Anonymous Monk has asked for the wisdom of the Perl Monks concerning the following question:

Hi all, I need help with some regular expressions. I'm trying to match the table and view names and the tables and view in the from section of a SQL statement. The problems include: - that the spacing can be irregular - They can go over the a single line - can be mixed casing I can match the names with different regular expressions, but I'm wondering if it's possible to merge them? What about the from clause? How do I strip them out over the multiple lines? I think I will need to parse the scripts twice to get the different part and change the paragraph symbol.
create view V_PAID_USERS as select * from users u, subcription s where u.user_id=s.user_id and s.balance =< 0; CREATE OR REPLACE VIEW V_OVERDUE AS select * from users u, subscription s where u.user_id=s.user_id and s.duedate > 60; create TABLE UNPAID_USERS as select * from users u, subcription s where u.user_id=s.user_id and s +.balance > 0; create view receipts as select * from unpaid_users; Here's the code: if($_ =~ /create\s/i .. /V_\w+/i) { if($_ =~ /(V_\w+)/i) { print OUTFILE "$path Line: $line_cnt: $1\n"; } } if($_ =~ /create\s/i .. /T_\w+/i) { if($_ =~ /(T_\w+)/i) { print OUTFILE "$path Line: $line_cnt: $1\n"; } }

Replies are listed 'Best First'.
Re: Pattern matching "dirty" data sources
by LameNerd (Hermit) on Apr 30, 2003 at 18:09 UTC
Re: Pattern matching "dirty" data sources
by pzbagel (Chaplain) on Apr 30, 2003 at 18:19 UTC
    You have two options.

    1. You can read the whole file in as one big line and then for a m//mg fo what you are looking for.
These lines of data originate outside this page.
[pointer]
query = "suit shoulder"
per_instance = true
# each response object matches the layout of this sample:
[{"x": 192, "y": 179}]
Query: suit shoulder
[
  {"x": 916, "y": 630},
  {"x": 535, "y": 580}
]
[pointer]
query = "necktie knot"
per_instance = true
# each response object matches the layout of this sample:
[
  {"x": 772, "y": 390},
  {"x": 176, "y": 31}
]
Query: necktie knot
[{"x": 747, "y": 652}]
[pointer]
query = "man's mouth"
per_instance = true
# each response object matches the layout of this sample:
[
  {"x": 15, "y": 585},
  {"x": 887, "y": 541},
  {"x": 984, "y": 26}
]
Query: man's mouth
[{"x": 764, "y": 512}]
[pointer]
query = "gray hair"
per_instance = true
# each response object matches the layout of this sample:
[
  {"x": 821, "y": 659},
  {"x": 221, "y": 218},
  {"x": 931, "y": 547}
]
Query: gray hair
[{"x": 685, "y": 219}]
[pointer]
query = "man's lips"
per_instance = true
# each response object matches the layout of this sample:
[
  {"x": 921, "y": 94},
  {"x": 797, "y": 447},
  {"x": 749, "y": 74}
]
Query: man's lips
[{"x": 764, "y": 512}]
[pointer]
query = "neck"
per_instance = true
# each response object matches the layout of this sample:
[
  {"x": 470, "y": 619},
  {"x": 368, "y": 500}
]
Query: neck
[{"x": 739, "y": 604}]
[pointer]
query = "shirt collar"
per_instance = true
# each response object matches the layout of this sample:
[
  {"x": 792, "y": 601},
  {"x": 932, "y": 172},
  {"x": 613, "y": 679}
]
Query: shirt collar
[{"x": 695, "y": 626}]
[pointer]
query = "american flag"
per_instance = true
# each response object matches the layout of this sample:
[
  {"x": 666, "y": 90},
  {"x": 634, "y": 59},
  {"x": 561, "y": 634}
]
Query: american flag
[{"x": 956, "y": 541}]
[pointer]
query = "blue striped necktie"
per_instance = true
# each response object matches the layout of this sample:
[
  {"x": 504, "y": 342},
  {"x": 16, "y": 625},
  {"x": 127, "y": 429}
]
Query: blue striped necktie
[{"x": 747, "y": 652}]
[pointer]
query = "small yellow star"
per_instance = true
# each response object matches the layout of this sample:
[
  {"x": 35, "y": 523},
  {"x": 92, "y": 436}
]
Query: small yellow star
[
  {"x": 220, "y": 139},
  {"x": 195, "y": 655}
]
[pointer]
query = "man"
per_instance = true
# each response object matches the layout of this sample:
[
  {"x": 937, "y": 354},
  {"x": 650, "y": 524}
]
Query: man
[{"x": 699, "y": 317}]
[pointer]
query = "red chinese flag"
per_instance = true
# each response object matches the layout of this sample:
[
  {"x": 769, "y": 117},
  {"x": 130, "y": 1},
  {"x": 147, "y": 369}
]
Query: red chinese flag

    { local $/=""; $file=<INFILE>; } #Now you can regex with m//mg all you want

    Those curly brackets in the snippet above are important, they change the scope of the local $/ (the input record separator) so you can clear it just for the duration of the assignment to $file.

    Option 2 is slightly different. Since it seems you are counting lines, this one might be better for what you are looking for. After you start reading an SQL line, simply keep reading until you hit the semicolon that concludes that line of code and concatenate everything together.

    while(<INFILE>){ chomp(); $line.=" " .$_; #This adds a space between each line if (/\;$/) { #This works as long as the last char on the line is ;, m +ay need to be tweaked. #regexes go here $line=""; }

    Cheers

Re: Pattern matching "dirty" data sources
by BrowserUk (Patriarch) on Apr 30, 2003 at 22:56 UTC

    I'm not at all sure I've read you question correctly, but is this the output you are looking for from your sample input? (The quotes are just a sanity check and easily removed)

    C:\test>254403 'V_PAID_USERS' 'V_OVERDUE' 'UNPAID_USERS' 'receipts'

    #! perl -slw use strict; $/ = ""; # Set paragraph mode (see Perlvar:$/) while( <DATA>) { m[(\w+)\s+as]i and print "'$1'"; } __DATA__ create view V_PAID_USERS as select * from users u, subcription s where u.user_id=s.user_id and s.balance =< 0; CREATE OR REPLACE VIEW V_OVERDUE AS select * from users u, subscription s where u.user_id=s.user_id and s.duedate > 60; create TABLE UNPAID_USERS as select * from users u, subcription s where u.user_id=s.user_id and s +.balance > 0; create view receipts as select * from unpaid_users;

    Setting $/ to '' enables paragraph mode, and which allows you to read each complete statement as a single string. Using the keyword "AS" as an anchor, seems to select the table or view name in each statement. You can easily change \w+ to be more selective about which ones get captured.

    As always, if I got it completely wrong, simply ignore me:)


    Examine what is said, not who speaks.
    1) When a distinguished but elderly scientist states that something is possible, he is almost certainly right. When he states that something is impossible, he is very probably wrong.
    2) The only way of discovering the limits of the possible is to venture a little way past them into the impossible
    3) Any sufficiently advanced technology is indistinguishable from magic.
    Arthur C. Clarke.
Re: Pattern matching "dirty" data sources
by dragonchild (Archbishop) on Apr 30, 2003 at 17:51 UTC
    What is it you're trying to accomplish? There are several better ways, but it all depends on where you're trying to go.

    ------
    We are the carpenters and bricklayers of the Information Age.

    Don't go borrowing trouble. For programmers, this means Worry only about what you need to implement.

    Please remember that I'm crufty and crochety. All opinions are purely mine and all code is untested, unless otherwise specified.

      I want to create a report listing:

      - all tables and views created in a script

      - all the used tables and views in a script

      for each script file we use to create the databases. Probably 50-80 scripts and around 40K LOC.

      My first approach is to parse the script file and extract the names from the create statements and the from clauses. Maybe there's a better way?